TORONTO - Biovail Corp and its founder were so worried in 2003 that the drug company's quarterly results would not meet targets that they fabricated the effects of a fatal truck crash that destroyed a shipment of drugs, Canada's main securities regulator said on Wednesday.

The Ontario Securities Commission leveled the accusations against Eugene Melnyk in its opening arguments at a hearing looking into the company's accounting and disclosure practices.

The case dates back to 2001, but focuses specifically on a Biovail warning of a revenue shortfall following an October 2003 truck crash involving a shipment of Wellbutrin antidepressant, and the company's disclosure of the impact of that incident on its 2003 results.

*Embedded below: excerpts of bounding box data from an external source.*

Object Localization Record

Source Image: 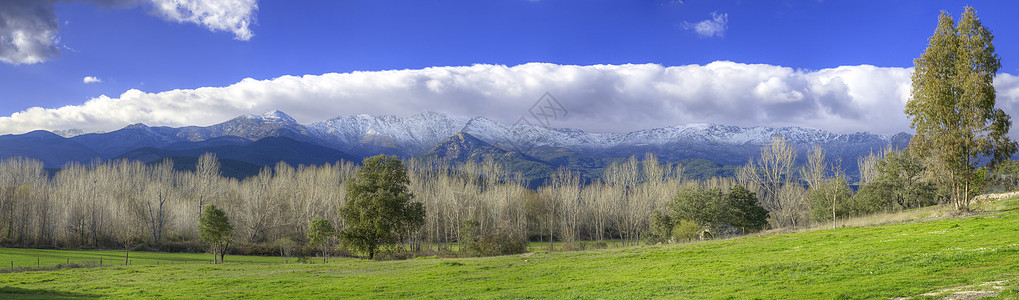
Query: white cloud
[683,12,729,38]
[0,61,1019,138]
[0,0,258,65]
[149,0,258,41]
[0,0,60,65]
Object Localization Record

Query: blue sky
[0,0,1019,133]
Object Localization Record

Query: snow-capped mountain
[0,110,910,179]
[308,112,908,163]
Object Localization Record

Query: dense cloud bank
[0,61,1019,134]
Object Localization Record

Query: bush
[673,219,700,242]
[475,231,527,256]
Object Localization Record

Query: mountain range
[0,110,910,180]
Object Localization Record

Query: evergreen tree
[906,7,1016,210]
[339,155,425,259]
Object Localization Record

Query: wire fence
[0,256,287,273]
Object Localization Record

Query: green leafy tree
[851,150,937,215]
[308,216,336,263]
[725,185,768,234]
[906,7,1016,210]
[648,211,674,244]
[808,174,853,228]
[664,185,768,237]
[673,219,701,242]
[339,155,425,259]
[199,204,233,263]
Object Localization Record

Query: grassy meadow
[0,199,1019,299]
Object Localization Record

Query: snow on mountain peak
[262,110,298,124]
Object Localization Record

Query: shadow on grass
[0,287,99,299]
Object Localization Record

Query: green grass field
[0,199,1019,299]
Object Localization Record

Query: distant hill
[0,110,911,179]
[115,137,360,172]
[0,131,99,168]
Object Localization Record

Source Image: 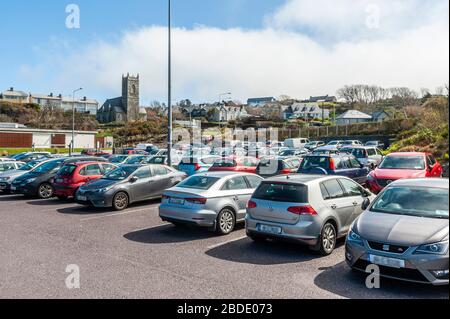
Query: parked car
[326,140,345,149]
[345,179,449,285]
[340,146,384,169]
[305,141,325,151]
[298,154,369,185]
[53,162,117,199]
[278,148,309,158]
[246,175,375,255]
[178,155,221,176]
[367,152,443,194]
[284,138,309,149]
[256,156,301,178]
[11,157,109,199]
[341,140,363,148]
[159,172,263,235]
[364,141,386,150]
[81,148,110,157]
[11,152,52,163]
[209,156,259,174]
[312,145,340,155]
[76,165,186,211]
[0,161,45,194]
[0,161,25,173]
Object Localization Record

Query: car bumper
[345,241,449,286]
[245,214,321,246]
[159,204,217,227]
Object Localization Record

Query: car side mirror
[130,176,139,183]
[361,198,370,210]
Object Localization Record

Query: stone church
[97,74,147,124]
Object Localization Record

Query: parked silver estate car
[346,178,449,285]
[246,175,375,255]
[159,172,263,235]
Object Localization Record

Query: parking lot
[0,195,449,299]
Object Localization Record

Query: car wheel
[38,183,54,199]
[216,208,236,235]
[113,192,129,211]
[319,223,337,256]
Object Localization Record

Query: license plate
[170,198,184,205]
[258,225,282,235]
[369,255,405,268]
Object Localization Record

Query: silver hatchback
[246,175,375,255]
[159,172,263,235]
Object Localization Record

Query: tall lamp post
[167,0,173,166]
[70,88,83,155]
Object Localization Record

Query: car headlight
[414,240,448,255]
[24,178,36,184]
[347,230,364,246]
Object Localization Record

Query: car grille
[353,259,430,284]
[377,179,395,187]
[368,241,409,254]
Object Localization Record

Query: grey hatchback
[246,175,375,255]
[346,178,449,285]
[76,165,186,210]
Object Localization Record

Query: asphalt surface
[0,195,449,299]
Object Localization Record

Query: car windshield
[19,161,39,171]
[380,156,425,170]
[110,156,128,163]
[213,159,237,167]
[371,187,448,219]
[177,176,220,190]
[58,165,77,176]
[253,183,308,203]
[300,156,330,170]
[33,160,63,174]
[103,167,138,181]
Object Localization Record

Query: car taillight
[247,200,258,209]
[288,205,317,216]
[330,158,336,171]
[185,198,207,205]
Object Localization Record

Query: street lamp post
[70,88,83,155]
[167,0,173,166]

(The accident) provided Biovail with an opportunity to provide the marketplace with a partial explanation for this earnings miss, an explanation which attributes a significant portion of the third-quarter revenue short fall to the truck accident, suggesting the truck accident was a one-time event and out of Biovail's control, OSC counsel Johanna Superina, said in her opening statements.

But Superina argued that Canada's biggest publicly traded drug company was worried in the weeks up to the end of the third quarter that it would not meet its previously released outlook for revenue of between $260 million and $300 million.

In fact Melnyk stated in a late August 2003 internal e-mail that we are having problems everywhere.

Superina charged that the company, in which Melnyk served as chief executive at the time of the accident, inflated the value of the drugs on the truck to between $15 million and $20 million to justify its revenue shortfall. Superina said the real value was around $5 million.

She also alleged the truck crash had no real impact on the third quarter as it occurred one day after the end of the period and would not have been considered revenue as it had not been delivered to the U.S. distributor, GlaxoSmithKline (GSK.L), until a few days into the fourth quarter.

Superina said that a series of Biovail press releases and conference calls misled investors about the true impact of the multi-vehicle crash outside Chicago, which killed eight people.

Melnyk contributed to the deception by approving the press releases and participating in the subsequent conference calls.

The OSC hearing, which saw repeated delays in starting, is scheduled to continue into the fall.

Earlier this year, three other former Biovail employees settled with the commission.

Biovail also agreed to pay $5.4 million, including $1.3 million in legal costs, to the OSC.

Last month Melnyk agreed to pay a $1 million fine in a case brought by the U.S. Securities and Exchange Commission.